Windows Server 2003 has two group types: security and distribution. Security groups are used to assign permissions for access to network resources. Distribution groups
are used to combine users for e-mail distribution lists. Security
groups can be used as a distribution group, but distribution groups
cannot be used as security groups. Proper planning of group structure
affects maintenance and scalability, especially in the enterprise
environment, in which multiple domains are involved.
Tip
Although
settings for individual security principals—users and computers—can be
set by ACLs, those settings are the exception rather than the rule of
best administrative practices.
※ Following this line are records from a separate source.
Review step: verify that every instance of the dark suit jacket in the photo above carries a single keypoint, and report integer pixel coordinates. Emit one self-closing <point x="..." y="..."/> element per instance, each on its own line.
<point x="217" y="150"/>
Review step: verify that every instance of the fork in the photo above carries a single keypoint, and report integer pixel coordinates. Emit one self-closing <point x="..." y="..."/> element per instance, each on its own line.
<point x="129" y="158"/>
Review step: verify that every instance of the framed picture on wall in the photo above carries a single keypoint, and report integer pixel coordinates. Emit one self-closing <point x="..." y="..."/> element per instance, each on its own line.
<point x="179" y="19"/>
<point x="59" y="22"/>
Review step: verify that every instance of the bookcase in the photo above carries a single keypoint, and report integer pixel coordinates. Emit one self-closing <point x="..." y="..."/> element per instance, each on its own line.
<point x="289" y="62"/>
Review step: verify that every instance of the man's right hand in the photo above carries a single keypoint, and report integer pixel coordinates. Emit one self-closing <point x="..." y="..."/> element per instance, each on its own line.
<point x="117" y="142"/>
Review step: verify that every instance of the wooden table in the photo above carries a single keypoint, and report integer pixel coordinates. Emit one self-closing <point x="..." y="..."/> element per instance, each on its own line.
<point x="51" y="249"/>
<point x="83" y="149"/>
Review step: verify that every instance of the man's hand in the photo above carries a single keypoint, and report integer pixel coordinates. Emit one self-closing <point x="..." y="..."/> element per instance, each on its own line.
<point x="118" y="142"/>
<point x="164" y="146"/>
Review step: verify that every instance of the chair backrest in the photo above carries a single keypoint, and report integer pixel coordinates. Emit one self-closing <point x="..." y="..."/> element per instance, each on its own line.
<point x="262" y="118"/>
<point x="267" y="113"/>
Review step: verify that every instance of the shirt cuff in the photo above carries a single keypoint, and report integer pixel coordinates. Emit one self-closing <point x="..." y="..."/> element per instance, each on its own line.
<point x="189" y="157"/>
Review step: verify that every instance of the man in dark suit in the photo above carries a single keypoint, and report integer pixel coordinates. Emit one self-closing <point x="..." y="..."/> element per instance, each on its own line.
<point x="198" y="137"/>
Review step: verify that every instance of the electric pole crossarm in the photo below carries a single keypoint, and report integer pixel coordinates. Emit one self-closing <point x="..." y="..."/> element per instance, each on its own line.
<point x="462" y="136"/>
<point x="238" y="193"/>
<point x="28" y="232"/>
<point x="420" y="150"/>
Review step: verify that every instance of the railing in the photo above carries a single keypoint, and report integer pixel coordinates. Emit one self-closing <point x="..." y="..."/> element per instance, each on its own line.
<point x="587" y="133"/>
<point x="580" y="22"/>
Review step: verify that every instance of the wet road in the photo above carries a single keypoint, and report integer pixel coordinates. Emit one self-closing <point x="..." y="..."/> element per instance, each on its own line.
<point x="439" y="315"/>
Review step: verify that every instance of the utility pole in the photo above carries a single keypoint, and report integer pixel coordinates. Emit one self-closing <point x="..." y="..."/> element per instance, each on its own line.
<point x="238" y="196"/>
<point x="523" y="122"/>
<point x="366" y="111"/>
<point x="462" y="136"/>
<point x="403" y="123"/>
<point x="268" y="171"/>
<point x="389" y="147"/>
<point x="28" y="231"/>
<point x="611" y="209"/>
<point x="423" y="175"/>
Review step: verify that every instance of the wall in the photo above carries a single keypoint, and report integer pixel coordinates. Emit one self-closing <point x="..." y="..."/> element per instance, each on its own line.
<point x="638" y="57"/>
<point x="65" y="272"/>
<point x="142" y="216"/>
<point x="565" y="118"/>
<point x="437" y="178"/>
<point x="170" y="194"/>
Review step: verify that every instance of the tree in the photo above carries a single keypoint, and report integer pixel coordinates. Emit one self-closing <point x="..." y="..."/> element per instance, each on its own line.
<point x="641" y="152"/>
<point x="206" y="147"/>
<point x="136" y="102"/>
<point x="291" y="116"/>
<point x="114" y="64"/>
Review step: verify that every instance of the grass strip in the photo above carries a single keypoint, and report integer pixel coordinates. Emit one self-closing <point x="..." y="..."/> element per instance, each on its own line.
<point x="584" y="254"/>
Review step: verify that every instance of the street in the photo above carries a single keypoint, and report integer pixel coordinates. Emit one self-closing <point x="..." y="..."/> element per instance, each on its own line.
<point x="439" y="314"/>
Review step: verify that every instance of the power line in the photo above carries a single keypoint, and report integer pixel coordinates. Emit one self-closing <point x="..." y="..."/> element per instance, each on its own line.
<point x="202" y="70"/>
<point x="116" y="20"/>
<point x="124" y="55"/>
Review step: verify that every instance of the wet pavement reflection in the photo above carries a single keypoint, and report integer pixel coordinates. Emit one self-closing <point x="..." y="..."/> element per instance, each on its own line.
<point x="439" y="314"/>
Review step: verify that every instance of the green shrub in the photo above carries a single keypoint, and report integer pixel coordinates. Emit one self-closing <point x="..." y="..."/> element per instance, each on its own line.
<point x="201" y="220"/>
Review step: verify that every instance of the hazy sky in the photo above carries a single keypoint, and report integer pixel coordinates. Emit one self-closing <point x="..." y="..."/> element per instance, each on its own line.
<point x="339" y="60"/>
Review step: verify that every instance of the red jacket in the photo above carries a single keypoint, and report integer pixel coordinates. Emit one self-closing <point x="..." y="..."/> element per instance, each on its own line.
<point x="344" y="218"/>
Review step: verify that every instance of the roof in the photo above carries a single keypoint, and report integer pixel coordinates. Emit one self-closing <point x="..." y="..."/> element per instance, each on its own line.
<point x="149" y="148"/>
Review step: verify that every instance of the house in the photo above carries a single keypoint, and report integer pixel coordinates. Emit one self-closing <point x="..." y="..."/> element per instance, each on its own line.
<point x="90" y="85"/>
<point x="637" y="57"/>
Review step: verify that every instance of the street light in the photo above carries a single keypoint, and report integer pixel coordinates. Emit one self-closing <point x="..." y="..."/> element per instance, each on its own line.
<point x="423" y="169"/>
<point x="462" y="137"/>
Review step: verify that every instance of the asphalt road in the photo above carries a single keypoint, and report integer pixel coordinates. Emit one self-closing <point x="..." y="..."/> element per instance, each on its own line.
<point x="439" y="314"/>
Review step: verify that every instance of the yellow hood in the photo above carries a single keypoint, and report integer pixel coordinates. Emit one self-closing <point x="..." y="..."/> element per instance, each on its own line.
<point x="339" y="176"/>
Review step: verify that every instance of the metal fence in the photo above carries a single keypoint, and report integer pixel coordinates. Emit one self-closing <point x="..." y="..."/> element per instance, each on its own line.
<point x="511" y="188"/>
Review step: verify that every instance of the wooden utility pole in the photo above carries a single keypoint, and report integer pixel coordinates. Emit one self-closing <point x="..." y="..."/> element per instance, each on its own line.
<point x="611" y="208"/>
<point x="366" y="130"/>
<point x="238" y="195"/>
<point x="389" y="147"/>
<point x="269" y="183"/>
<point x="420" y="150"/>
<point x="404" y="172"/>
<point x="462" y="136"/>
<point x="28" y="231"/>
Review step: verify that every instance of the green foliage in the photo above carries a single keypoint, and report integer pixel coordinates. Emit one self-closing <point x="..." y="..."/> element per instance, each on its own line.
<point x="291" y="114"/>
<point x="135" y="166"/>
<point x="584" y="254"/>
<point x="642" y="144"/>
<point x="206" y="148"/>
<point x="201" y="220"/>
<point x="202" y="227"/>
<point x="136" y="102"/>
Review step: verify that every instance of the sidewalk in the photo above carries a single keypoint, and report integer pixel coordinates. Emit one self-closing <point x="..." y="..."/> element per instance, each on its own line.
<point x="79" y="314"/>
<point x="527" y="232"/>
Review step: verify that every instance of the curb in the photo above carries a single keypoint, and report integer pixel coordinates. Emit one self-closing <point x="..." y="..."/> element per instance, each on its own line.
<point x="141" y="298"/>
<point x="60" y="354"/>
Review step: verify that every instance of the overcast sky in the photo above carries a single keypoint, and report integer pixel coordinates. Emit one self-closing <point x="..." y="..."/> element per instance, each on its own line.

If you find that you are setting an
inordinate number of exceptions in ACLs for a user within a group, the
user’s membership in that group should be reexamined. |
|
In Windows
Server 2003, four domain functional levels are available: Windows 2000
mixed (default), Windows 2000 native, Windows Server 2003 interim, and
Windows Server 2003.
Windows 2000 mixed For supporting Windows NT 4, Windows 2000, and Windows Server 2003 domain controllers Windows 2000 native For supporting Windows 2000 and Windows Server 2003 domain controllers Windows Server 2003 interim For supporting Windows NT 4 and Windows Server 2003 domain controllers Windows Server 2003 For supporting Windows Server 2003 domain controllers
|
Group Scope
Group scope
defines how permissions are assigned to the group members. Windows
Server 2003 groups, both security and distribution groups, are
classified into one of three group scopes: domain local, global, and
universal.
Note
Although local groups are not considered part of the group scope of Windows Server 2003, they are included for completeness. |
Local Groups
Local groups
(or machine local groups) are used primarily for backward compatibility
with Windows NT 4. There are local users and groups on computers
running Windows Server 2003 that are configured as member servers.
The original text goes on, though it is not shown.